This function transforms a `tof_tibble` of transformed ion counts from a mass cytometer back into something that looks more like an .fcs file that Fluidigm software generates.
Arguments
- tof_tibble
A `tof_tibble` or a `tibble`.
- channel_cols
A vector of non-quoted column names indicating which columns in `tof_tibble` contain protein measurements. Supports tidyselect helpers. If nothing is specified, the default is to transform all numeric columns.
- redo_noise
A boolean value indicating whether to add uniform noise that to each CyTOF measurement for aesthetic and visualization purposes. See this paper. Defaults to FALSE
- transform_fun
A vectorized function to apply to each column specified by `channel_cols` for post-processing.

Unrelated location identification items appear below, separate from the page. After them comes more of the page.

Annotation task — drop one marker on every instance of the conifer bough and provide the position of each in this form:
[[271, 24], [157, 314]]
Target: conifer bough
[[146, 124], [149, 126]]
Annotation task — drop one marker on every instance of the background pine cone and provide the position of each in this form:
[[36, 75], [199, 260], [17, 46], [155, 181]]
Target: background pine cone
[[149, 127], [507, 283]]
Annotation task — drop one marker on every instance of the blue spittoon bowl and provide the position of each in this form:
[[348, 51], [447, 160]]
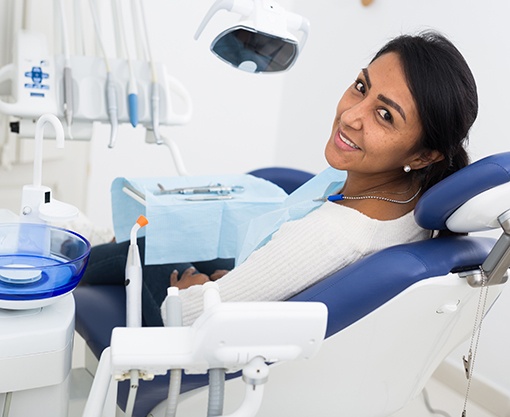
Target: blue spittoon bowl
[[39, 264]]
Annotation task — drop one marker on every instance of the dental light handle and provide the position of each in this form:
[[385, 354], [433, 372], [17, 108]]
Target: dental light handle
[[133, 278], [265, 14], [39, 131], [243, 7]]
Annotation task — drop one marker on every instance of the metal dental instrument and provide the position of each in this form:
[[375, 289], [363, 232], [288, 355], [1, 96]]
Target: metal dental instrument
[[68, 79], [218, 189], [138, 11], [132, 86], [111, 96]]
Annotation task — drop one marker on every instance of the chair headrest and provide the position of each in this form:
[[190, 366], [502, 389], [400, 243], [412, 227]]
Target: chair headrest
[[456, 202]]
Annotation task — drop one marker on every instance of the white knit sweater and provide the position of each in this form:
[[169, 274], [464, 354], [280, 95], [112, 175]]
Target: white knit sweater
[[303, 252]]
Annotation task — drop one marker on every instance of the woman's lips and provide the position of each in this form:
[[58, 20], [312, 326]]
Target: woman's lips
[[345, 143]]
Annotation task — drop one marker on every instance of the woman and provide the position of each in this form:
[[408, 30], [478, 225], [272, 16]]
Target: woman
[[399, 129]]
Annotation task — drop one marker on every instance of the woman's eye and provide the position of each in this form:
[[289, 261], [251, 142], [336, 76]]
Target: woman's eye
[[385, 115], [358, 85]]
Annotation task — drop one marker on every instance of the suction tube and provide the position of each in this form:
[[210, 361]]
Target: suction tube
[[134, 302], [174, 317], [133, 278]]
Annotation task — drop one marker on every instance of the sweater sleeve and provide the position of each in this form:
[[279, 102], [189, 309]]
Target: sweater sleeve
[[301, 253]]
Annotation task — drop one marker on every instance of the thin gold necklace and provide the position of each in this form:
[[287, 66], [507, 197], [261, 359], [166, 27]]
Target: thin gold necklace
[[340, 197]]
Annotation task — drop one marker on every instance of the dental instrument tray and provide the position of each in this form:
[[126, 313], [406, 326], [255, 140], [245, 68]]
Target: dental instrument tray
[[39, 264], [217, 189], [191, 217]]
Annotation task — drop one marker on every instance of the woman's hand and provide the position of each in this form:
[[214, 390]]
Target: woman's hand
[[189, 277], [218, 274]]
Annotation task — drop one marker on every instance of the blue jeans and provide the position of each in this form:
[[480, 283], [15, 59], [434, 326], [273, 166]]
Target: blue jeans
[[107, 265]]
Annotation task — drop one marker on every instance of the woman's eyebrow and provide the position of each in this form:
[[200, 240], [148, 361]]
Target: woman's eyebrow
[[391, 103], [367, 77]]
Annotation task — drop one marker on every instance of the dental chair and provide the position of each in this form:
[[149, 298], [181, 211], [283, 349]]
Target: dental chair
[[393, 316]]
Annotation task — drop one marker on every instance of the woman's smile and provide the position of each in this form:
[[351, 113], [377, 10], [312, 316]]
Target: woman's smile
[[341, 141]]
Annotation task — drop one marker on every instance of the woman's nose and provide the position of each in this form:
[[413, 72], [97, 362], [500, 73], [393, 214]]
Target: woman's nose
[[353, 116]]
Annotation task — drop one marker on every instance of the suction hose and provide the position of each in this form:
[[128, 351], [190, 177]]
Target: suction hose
[[174, 318]]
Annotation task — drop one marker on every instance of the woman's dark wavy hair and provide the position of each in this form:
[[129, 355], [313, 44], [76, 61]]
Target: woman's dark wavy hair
[[445, 94]]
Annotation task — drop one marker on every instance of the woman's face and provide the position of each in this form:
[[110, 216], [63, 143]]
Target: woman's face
[[377, 126]]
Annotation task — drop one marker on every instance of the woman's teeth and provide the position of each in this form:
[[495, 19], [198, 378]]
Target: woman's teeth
[[348, 142]]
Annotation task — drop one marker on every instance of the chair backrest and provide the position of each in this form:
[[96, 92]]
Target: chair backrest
[[289, 179], [393, 317]]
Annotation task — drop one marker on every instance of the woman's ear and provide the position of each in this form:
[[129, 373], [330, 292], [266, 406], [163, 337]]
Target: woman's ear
[[426, 158]]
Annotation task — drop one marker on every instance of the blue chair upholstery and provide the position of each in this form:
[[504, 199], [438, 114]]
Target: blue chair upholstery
[[286, 178], [350, 294]]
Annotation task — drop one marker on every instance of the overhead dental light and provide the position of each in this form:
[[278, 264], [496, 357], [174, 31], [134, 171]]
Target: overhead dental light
[[263, 40]]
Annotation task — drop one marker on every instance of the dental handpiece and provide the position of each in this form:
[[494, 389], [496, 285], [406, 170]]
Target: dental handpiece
[[111, 104], [155, 112]]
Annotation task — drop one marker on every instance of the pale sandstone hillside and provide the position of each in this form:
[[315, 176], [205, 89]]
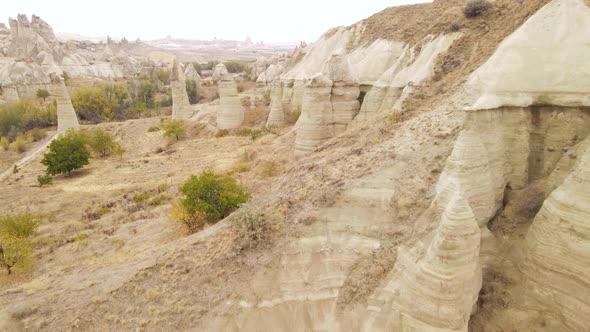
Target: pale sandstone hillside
[[436, 180]]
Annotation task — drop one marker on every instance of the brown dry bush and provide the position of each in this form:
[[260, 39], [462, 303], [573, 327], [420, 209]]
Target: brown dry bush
[[476, 7]]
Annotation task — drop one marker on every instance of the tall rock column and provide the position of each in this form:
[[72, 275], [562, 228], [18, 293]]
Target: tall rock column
[[181, 107], [345, 93], [231, 111], [315, 122], [557, 266], [439, 291], [66, 115], [276, 117]]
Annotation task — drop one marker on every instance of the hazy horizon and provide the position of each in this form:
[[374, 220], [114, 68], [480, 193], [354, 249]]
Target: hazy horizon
[[261, 20]]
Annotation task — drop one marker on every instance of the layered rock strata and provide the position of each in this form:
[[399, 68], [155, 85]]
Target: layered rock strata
[[440, 290], [230, 113], [181, 107], [276, 117]]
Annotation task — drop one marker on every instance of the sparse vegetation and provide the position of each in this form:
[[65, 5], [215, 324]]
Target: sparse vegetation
[[476, 8], [44, 180], [208, 197], [251, 227], [15, 239], [20, 117], [174, 128], [19, 145], [269, 169], [66, 153], [101, 142]]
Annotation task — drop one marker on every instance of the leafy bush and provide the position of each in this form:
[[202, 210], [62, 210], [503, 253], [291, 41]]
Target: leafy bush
[[159, 199], [174, 128], [44, 180], [66, 153], [101, 142], [476, 7], [103, 102], [235, 66], [215, 196], [19, 117], [251, 226], [19, 145], [43, 94], [269, 169], [22, 225]]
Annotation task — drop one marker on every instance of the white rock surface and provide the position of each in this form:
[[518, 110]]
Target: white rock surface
[[544, 62]]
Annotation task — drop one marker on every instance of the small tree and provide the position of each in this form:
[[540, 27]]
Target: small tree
[[66, 153], [119, 150], [215, 196], [174, 128], [43, 94], [101, 142]]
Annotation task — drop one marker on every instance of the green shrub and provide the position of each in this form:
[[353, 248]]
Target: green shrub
[[101, 142], [269, 169], [66, 153], [140, 198], [17, 118], [251, 227], [222, 133], [213, 195], [241, 168], [153, 129], [44, 180], [174, 128], [159, 199], [235, 67], [476, 7], [43, 94]]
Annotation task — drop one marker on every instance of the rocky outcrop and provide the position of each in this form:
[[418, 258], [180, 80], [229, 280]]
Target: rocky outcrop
[[557, 265], [181, 107], [439, 291], [230, 113], [542, 63], [219, 72], [66, 115], [276, 117], [315, 122]]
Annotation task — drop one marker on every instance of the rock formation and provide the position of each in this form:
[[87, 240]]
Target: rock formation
[[315, 122], [30, 38], [181, 107], [230, 113], [276, 117], [219, 72], [440, 290], [66, 115], [556, 268]]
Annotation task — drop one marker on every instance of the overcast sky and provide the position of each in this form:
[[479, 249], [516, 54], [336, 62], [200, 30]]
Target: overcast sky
[[263, 20]]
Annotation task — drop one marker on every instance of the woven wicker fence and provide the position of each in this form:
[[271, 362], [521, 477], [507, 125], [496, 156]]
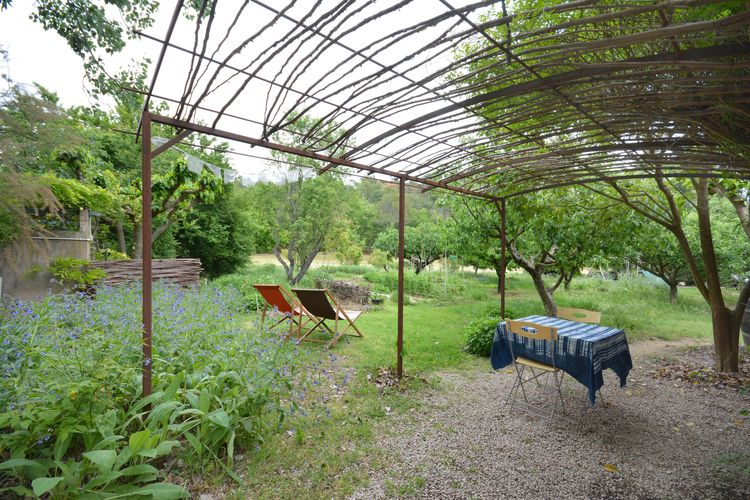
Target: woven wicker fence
[[184, 272]]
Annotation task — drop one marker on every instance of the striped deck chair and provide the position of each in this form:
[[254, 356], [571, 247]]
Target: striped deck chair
[[320, 303], [278, 300]]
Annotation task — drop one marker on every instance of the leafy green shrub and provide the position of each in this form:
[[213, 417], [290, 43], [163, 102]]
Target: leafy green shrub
[[72, 420], [481, 331]]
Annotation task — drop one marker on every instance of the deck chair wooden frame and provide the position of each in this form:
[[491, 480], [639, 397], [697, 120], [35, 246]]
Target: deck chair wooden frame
[[534, 331], [321, 304], [580, 315], [279, 299]]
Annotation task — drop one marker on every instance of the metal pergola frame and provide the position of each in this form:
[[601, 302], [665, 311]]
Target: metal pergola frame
[[472, 129]]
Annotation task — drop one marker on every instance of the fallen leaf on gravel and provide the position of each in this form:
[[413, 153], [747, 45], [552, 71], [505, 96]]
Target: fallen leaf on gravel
[[611, 468]]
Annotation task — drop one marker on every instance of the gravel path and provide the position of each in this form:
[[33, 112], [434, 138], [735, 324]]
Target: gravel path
[[656, 438]]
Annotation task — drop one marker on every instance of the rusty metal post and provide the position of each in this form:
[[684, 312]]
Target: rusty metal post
[[146, 245], [400, 338], [502, 257]]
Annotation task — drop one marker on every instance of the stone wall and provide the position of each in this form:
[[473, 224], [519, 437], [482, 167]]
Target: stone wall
[[23, 265]]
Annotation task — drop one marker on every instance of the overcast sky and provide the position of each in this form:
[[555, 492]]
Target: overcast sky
[[44, 57]]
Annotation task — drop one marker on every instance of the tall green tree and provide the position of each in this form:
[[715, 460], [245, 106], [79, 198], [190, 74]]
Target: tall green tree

Defaults to
rev_asinh
transformation (with a cofactor of 5).
Value
A `tof_tbl` with identical dimensions to the input `tof_tibble`, with all columns specified in channel_cols transformed using `transform_fun` (with noise added or not removed depending on `redo_noise`).
Examples
# read in an example .fcs file from tidytof's internal datasets
input_file <- dir(tidytof_example_data("aml"), full.names = TRUE)[[1]]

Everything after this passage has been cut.